Ninkarrak also was worshiped in locations more closely related to the cults of other healing goddesses: she had a small chapel in Nippur (where the main healing goddess was Nintinugga) and she is also present in a small number of personal names from Nippur. It also is possible that she was worshiped at a site in Isin. A year name of one of the kings from the dynasty of Isin, Suen-magir, mentions the digging of a canal named after her.

While she is overall sparsely attested in sources from the Mesopotamian heartland before the end of the Old Babylonian period, sporadic references to her are also known from the southernmost cities, notably Larsa and Uruk. However, in the latter case the only evidence is a letter with the formula "just as I do not turn my back on Ninkarrak, I do not turn my back on you", which might only reflect the personal devotion of the author or the professional community he belonged to, and as such, does not necessarily confirm that she belonged to the local pantheon.

=== Outside Mesopotamia ===
A goddess known from texts from Ebla who might correspond to Ninkarrak, Ninkar, appears in one of the offering lists, following Resheph of Hadani and his spouse Adamma. An offering of a mace to her is also attested, although Alfonso Archi considers it to be unusual.
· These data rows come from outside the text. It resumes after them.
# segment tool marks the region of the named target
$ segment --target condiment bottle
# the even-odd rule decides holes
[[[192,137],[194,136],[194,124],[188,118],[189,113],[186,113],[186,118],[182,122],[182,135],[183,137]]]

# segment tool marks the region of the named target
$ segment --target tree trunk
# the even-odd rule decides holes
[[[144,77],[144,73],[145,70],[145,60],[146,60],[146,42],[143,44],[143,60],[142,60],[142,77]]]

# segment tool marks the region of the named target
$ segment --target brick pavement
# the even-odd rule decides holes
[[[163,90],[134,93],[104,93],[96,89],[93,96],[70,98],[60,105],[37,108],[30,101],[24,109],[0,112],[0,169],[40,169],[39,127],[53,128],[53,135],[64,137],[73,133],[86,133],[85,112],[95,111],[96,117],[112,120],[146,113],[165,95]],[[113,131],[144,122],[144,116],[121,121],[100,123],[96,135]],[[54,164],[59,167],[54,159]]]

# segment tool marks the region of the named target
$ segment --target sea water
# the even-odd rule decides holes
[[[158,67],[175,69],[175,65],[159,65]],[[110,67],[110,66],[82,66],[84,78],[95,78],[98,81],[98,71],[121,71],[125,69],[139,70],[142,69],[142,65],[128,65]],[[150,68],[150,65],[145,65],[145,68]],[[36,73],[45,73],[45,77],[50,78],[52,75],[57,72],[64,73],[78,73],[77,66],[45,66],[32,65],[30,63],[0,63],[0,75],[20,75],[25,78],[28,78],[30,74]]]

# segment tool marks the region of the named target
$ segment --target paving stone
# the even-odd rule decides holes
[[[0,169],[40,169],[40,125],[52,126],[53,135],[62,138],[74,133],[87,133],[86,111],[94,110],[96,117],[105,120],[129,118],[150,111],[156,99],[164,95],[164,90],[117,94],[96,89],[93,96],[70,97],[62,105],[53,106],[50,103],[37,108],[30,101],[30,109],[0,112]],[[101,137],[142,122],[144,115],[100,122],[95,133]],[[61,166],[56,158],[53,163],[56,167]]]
Attestations of Ninkarrak are known from sources from both Emar and Ugarit in modern Syria and according to Joan Goodnick Westenholz, might support the theory that she originated in the northwest of Mesopotamia. In Emar, she had no temple and does not appear in theophoric names. A curse formula invokes her alongside Išḫara and implores both of them to react if anyone damages the rest of the text by destroying "his seed and his name". In Ugarit, she is mentioned in a medical formula against eye disease written in Akkadian. It is presumed to have Babylonian origin. In addition to Ninkarrak, the formula also invokes Damu. Both of them are mentioned in an incantation against the demon Lamashtu from the same city as well, in this case following the pair Ea and Asalluḫi.

A copy of the Adapa myth from Amarna, presumably a part of a scribal school curriculum, mentions Ninkarrak.